I remembered the scenes of her later romance with Julián Muñoz, the then-mayor of Marbella. They flaunted their love affair in the Rocío, that yearly pilgrimage to a country shrine near Huelva, where Sevillian lounge-music starlets wear flouncy folk dresses, and wash their feet in Coca-Cola. I remember how some lucky paparazzi got a photo of Muñoz having a piss beside a decorated wagon.
You will say I've been watching too much trash TV. No - I've just been living in Spain. If you don't watch this stuff on television, you see it in the magazines at the hairdressers, or even in (relatively) serious papers, including this one. If you haven't seen all this, you've been living on a cleaner planet. Congratulations.

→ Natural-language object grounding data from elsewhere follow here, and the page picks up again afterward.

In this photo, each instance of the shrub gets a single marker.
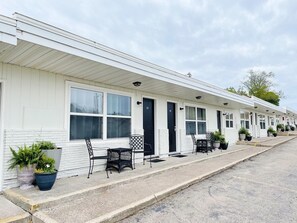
(242, 130)
(25, 156)
(45, 145)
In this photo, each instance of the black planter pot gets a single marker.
(224, 146)
(45, 181)
(248, 138)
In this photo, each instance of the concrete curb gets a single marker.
(32, 207)
(150, 200)
(20, 218)
(132, 208)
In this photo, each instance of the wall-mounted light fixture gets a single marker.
(137, 83)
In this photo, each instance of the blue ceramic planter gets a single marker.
(45, 181)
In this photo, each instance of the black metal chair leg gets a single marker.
(89, 169)
(92, 166)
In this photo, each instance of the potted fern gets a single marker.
(51, 150)
(25, 160)
(242, 133)
(216, 137)
(45, 173)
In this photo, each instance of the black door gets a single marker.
(171, 126)
(149, 124)
(219, 121)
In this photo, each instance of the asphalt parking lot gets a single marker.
(262, 189)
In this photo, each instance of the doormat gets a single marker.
(157, 160)
(179, 156)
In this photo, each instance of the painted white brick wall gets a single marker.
(74, 160)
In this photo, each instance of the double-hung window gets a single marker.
(262, 121)
(86, 114)
(90, 118)
(245, 120)
(229, 120)
(195, 120)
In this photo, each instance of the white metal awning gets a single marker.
(48, 48)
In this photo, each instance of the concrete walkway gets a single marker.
(98, 199)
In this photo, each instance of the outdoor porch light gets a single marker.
(137, 83)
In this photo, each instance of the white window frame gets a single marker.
(196, 119)
(105, 91)
(229, 120)
(262, 119)
(245, 119)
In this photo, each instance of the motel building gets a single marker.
(58, 86)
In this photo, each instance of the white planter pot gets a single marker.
(55, 154)
(26, 176)
(241, 137)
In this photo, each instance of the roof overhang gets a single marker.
(266, 107)
(34, 44)
(290, 112)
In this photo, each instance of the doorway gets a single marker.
(149, 124)
(219, 121)
(171, 125)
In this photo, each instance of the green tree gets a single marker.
(259, 84)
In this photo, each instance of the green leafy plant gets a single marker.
(270, 130)
(24, 156)
(242, 130)
(46, 145)
(45, 165)
(217, 136)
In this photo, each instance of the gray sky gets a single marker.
(217, 41)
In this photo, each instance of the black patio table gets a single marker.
(119, 158)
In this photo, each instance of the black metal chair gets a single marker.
(210, 139)
(138, 146)
(194, 143)
(92, 157)
(202, 146)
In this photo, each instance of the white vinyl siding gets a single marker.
(229, 120)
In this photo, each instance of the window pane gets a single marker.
(242, 123)
(201, 114)
(85, 101)
(247, 125)
(242, 115)
(190, 113)
(85, 126)
(118, 105)
(118, 127)
(201, 127)
(190, 128)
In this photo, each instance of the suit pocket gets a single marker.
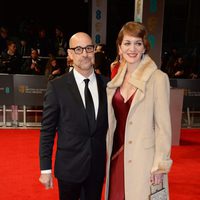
(149, 143)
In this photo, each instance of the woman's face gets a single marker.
(132, 49)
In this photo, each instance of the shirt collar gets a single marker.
(80, 78)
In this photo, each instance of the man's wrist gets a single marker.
(46, 171)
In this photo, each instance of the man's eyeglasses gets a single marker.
(79, 50)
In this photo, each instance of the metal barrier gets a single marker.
(24, 91)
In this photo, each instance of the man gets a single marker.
(81, 145)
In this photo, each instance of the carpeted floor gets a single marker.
(19, 167)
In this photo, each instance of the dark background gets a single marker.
(181, 26)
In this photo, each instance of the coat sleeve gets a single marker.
(163, 132)
(48, 128)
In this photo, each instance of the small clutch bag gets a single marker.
(158, 193)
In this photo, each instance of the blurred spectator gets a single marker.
(11, 61)
(60, 42)
(3, 39)
(43, 44)
(24, 48)
(33, 65)
(102, 64)
(52, 69)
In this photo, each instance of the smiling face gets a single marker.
(132, 42)
(81, 51)
(132, 49)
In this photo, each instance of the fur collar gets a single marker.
(139, 77)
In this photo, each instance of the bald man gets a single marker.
(81, 150)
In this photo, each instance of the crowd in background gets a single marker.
(37, 51)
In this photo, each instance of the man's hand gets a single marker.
(46, 180)
(156, 178)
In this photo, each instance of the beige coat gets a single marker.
(147, 145)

When Muñoz was not relieving his bladder, it turned out he was relieving Marbella's municipal coffers of vast sums. Or to be more exact, they were sums that should never have entered any municipal coffer at all, being kickbacks from construction companies, given in return for municipal permits and re-zonings in a massive building racket that, in the space of a couple of decades, destroyed miles of Mediterranean coastline. Under national environmental laws the building racket was entirely illegal — but that term is relative in Spain.
I remember seeing him on TV, soaking his belly in a Jacuzzi, amid a bevy of half-naked ladies
I remember other personalities in that soap opera: Muñoz's divorced wife, airing the dirty laundry of her husband's affair with Pantoja in a televised talk show (lucrative, no doubt); and a local builder, who had adorned the multiple toilets of his mansion with museum-class paintings. What used to be a unique microclimate, lying between the mountains and the sea a little to the east of Gibraltar, was devastated by these people, while the local crowd laughed at their jokes and voted for them in municipal elections.

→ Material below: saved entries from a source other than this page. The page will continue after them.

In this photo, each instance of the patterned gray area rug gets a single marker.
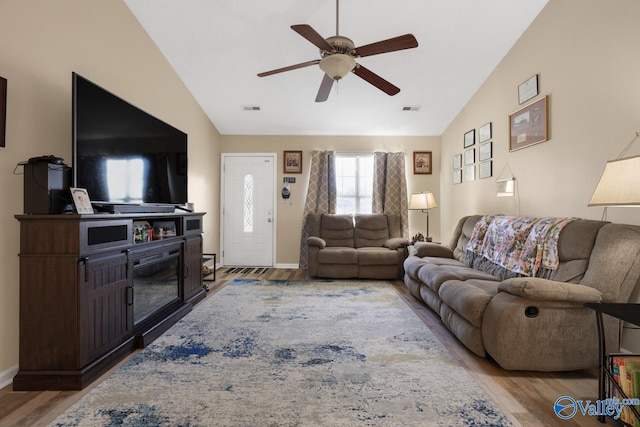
(292, 353)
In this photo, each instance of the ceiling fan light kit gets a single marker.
(339, 55)
(337, 65)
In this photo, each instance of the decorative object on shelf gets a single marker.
(485, 151)
(417, 238)
(422, 162)
(423, 202)
(3, 111)
(457, 176)
(528, 89)
(470, 156)
(485, 169)
(469, 138)
(457, 161)
(484, 133)
(81, 200)
(292, 162)
(615, 186)
(529, 125)
(164, 229)
(470, 173)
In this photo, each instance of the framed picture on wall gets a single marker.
(485, 151)
(484, 133)
(3, 110)
(422, 162)
(292, 162)
(469, 138)
(485, 169)
(470, 156)
(457, 161)
(529, 125)
(528, 89)
(457, 176)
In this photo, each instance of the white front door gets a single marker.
(248, 217)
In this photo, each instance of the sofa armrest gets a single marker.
(396, 242)
(432, 249)
(549, 290)
(316, 241)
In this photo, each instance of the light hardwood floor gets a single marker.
(527, 397)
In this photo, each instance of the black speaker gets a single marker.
(46, 187)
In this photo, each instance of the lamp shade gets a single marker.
(619, 184)
(506, 187)
(422, 201)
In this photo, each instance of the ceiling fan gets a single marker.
(338, 57)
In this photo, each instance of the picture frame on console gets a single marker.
(292, 162)
(81, 201)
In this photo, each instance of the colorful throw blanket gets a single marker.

As far as recent times are concerned, Marbella's political boss culture dates back to Jesús Gil y Gil — a personality many foreigners find hard to understand. The late Gil was a fat man with a gift of the gab, reminiscent of some of the wheeler-dealer characters so often seen in American movies. To sum up his career: having knowingly used defective cement in a building in Madrid, which subsequently collapsed, killing several people; having been found guilty and later spending time in prison; he then embarked on a new life as a popular public personality, soccer-club owner, and elected representative. For 11 years the people of Marbella kept this man in the mayor's office, where he decorated the walls with scenes from The Godfather.

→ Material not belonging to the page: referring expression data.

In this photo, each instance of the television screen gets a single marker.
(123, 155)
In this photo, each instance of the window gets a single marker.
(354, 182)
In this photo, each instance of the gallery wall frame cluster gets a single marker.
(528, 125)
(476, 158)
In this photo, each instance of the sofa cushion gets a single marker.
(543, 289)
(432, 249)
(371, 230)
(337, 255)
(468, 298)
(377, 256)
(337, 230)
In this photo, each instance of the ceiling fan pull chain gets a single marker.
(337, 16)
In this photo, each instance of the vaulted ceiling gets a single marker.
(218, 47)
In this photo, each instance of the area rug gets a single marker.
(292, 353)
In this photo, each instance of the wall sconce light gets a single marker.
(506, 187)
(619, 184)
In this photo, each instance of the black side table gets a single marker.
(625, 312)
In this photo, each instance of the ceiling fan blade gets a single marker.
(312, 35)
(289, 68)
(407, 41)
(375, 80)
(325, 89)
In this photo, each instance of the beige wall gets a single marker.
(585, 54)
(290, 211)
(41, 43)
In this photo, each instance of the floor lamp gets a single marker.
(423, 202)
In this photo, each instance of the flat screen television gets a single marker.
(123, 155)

I remember seeing him on TV, soaking his belly in a Jacuzzi, amid a bevy of half-naked ladies. You may think this is not the way for a holder of public office to appear, but half of Spain found it funny, and in Marbella a majority voted for him. When he was finally barred from holding public office, and then died in 2004, his right-hand man, the aforementioned Julián Muñoz, stepped right into his shoes as mayor. And administered his building rackets, until his arrest in 2006 in a massive police operation against municipal corruption. The songstress Isabel Pantoja was arrested too, and spent a few days in jail. Later, in court, she claimed that when paying hotel and restaurant bills with money Muñoz had given her, in the form of plastic garbage bags filled with cash, she never suspected there might be anything illegal going on.
I don't know why — but I think those people who were yelling abuse at Pantoja have the look of being Gil voters about them.